Viewpoint: Writer dismisses pro-mining defense letter
In defending the pro mining letter, Joyce Bant seems to rely heavily on Media Trackers, the right-wing propaganda machine’s slanted “news releases” and GOP talking point memos.
First, my statement was “…the Bad River Band plant was cited in each of 5 years 2004-2008; however it has not been out of compliance in the past 12 quarters.
This is straight from the EPA compliance report which showed 145 businesses, municipalities and corporations have been cited with approximately 1,500 violations since 2007. The 5,400 percent above the legal limit was, as far as I could determine, an isolated occurrence. And of the Bad River Band plant’s 241 violations, 99 were reporting or monitoring violations which are not indicative of actual pollution violations, but that required reports were not filed and this resulted in automatic violations. However, the Bad River has self-reported violations to the EPA and invested $1.6 million in the past two years to fix those violations. The EPA says it has been working with Bad River to improve operations at the wastewater plant and while still not in full compliance, discharge quality has improved and violations have been resolved. Remember, the seriousness of the violations are not of the same magnitude as the potential damage from mining and is far different then dealing with sulfuric acid drainage and subsequent groundwater aquifer poisoning.
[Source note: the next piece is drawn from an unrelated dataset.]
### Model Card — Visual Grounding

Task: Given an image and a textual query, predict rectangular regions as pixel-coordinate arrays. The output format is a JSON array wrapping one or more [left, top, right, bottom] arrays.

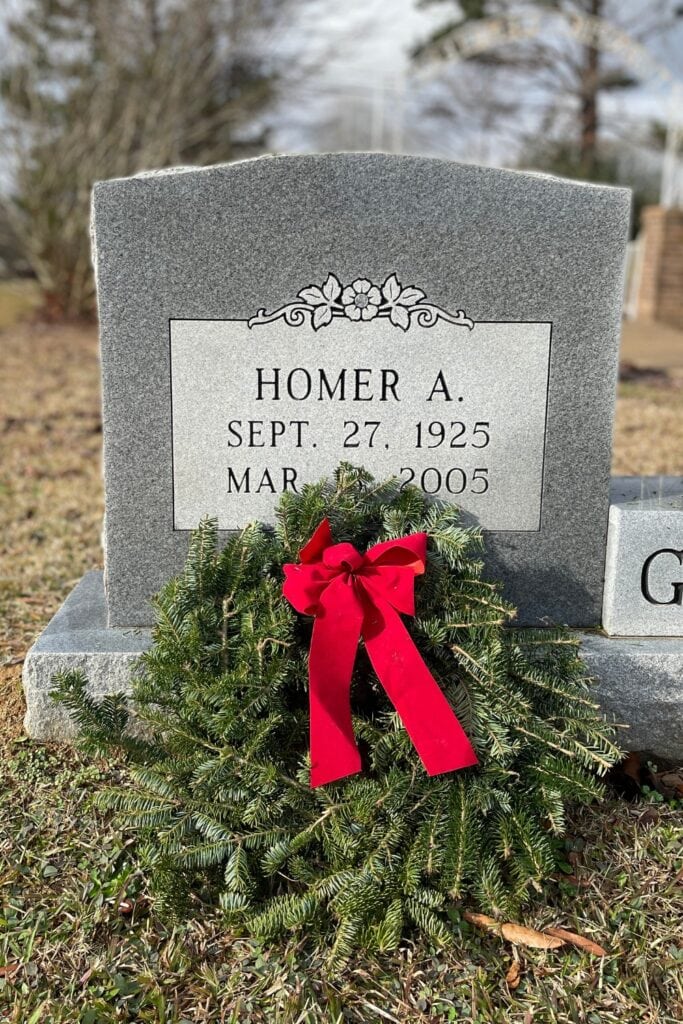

Second, my take on “pie-in-the-sky” number of jobs the mine would create was questioned with the retort of “…why would the mine spend millions…it cannot waste their money on boondoggles.” Why, indeed. As “Woods Person” reported: “Commodities Now in its Nov. 15, 2012 issue stated that because of increasing production capacity and slower growth in demand, taconite prices will be volatile and continue to trend towards $85 to $95/ton during 2016 to 2020. If a mining company were to start today to pursue permits and build its infrastructure, it would, at best, come on line in about eight years, putting it right at the low price mark. And as Mining.com, in a November 19, 2012 article, stated, the largest U.S. taconite miner, Cleveland Cliffs, is delaying “massive iron ore projects in Canada and the U.S. because of declining taconite prices.” The question, then, becomes; who would invest $1.5 billion developing a project that will only return, at best, $25/ton or $200 million per year? Given the economics of this venture: the Penokee deposit will be expensive to mine, sits in an environmentally sensitive area, is not universally welcomed, and with falling prices; why would a company pursue this venture? Or as an official of the largest U.S. taconite mining company said, when asked the question, “What do you think of the Penokee deposit?” he replied, “Not economically feasible.”
Lastly, after checking on the definition of terrorism- “the use of violence and threats to intimidate or coerce, especially for political purposes”; I find that the actions of those protestors do fit the definition.